Blackstone, Bain fund interests back at par

Two bellwether mega-funds are trading at or near par on the secondaries market, a big change from 2009, when these stakes were valued nearly 70% beneath GP-assigned values.

Valuations in the private equity secondaries market have seen a huge reversal this year, if the recent trading prices of interests in Blackstone’s $21.7 billion fifth fund and Bain Capital’s $10 billion tenth fund are any indication. Interests in both funds are currently trading near par, according to several sources.

Sources told PEO they have seen mega-funds make a huge recovery this year, and buyers are snapping up the fund interests that last year seemed untouchable. Last year, bellwether mega-funds including Blackstone V were trading on the secondaries market around 30 cents on the dollar, according to several secondaries sources. Secondaries prices are typically expressed as a discount to, or premium to, the GP-assigned “par” value.

A source said Blackstone and Bain have marked the portfolio companies in their funds to levels to which buyers in the secondaries market now agree. “Those funds have been written down and buyers are expecting decent returns from the adjusted basis of the assets,” the source said.

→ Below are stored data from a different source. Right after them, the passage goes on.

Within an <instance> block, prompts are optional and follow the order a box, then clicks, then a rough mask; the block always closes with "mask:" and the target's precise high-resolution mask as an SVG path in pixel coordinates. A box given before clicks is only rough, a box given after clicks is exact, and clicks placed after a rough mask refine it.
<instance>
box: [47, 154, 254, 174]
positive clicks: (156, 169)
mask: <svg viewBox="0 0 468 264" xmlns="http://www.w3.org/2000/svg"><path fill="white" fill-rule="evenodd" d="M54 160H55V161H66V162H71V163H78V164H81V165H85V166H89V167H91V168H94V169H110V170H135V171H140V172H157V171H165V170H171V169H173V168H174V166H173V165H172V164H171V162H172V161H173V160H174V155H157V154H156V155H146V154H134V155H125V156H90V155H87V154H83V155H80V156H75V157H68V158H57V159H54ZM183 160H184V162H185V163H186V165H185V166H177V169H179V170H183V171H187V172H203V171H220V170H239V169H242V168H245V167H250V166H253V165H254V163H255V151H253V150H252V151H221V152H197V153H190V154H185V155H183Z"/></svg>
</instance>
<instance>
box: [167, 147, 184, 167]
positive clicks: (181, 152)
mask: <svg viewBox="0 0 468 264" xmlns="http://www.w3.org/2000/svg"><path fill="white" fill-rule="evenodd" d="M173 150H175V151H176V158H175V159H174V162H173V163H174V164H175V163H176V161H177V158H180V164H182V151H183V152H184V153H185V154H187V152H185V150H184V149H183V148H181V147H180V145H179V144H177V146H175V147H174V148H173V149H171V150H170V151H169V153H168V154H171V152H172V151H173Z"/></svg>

Other factors that have contributed to the rise in mega-fund interest values include the success some big private equity firms have had in pushing back debt maturities on key portfolio companies. Some mega-funds have “done a good job of, in some cases, de-risking, and in other cases, extending the amount of time they have to work through specific company issues they have that scared buyers”, another source said.

In addition, many market participants agree the economy has become more stable since last year, a perception that tends to push fund interest prices nearer to par. While uncertainty remains, “people feel comfortable they know what risk is out there”, the source said.

Buyers these days include large secondaries firms and some public pensions looking to get quick exposure to certain managers. Many of the big secondaries players like Landmark Capital Partners, Pantheon and Lexington Partners have dry powder to spend on new deals, though one source told PEO firms with freshly raised funds are not yet feeling pressure to find deals as they have a few years to draw down funds.

Several large deals have transacted on the secondaries market in 2010, also different from last year, when smaller, one-off type deals characterised the market. Recently, AXA Private Equity agreed to buy $1.9 billion in LP stakes from Bank of America.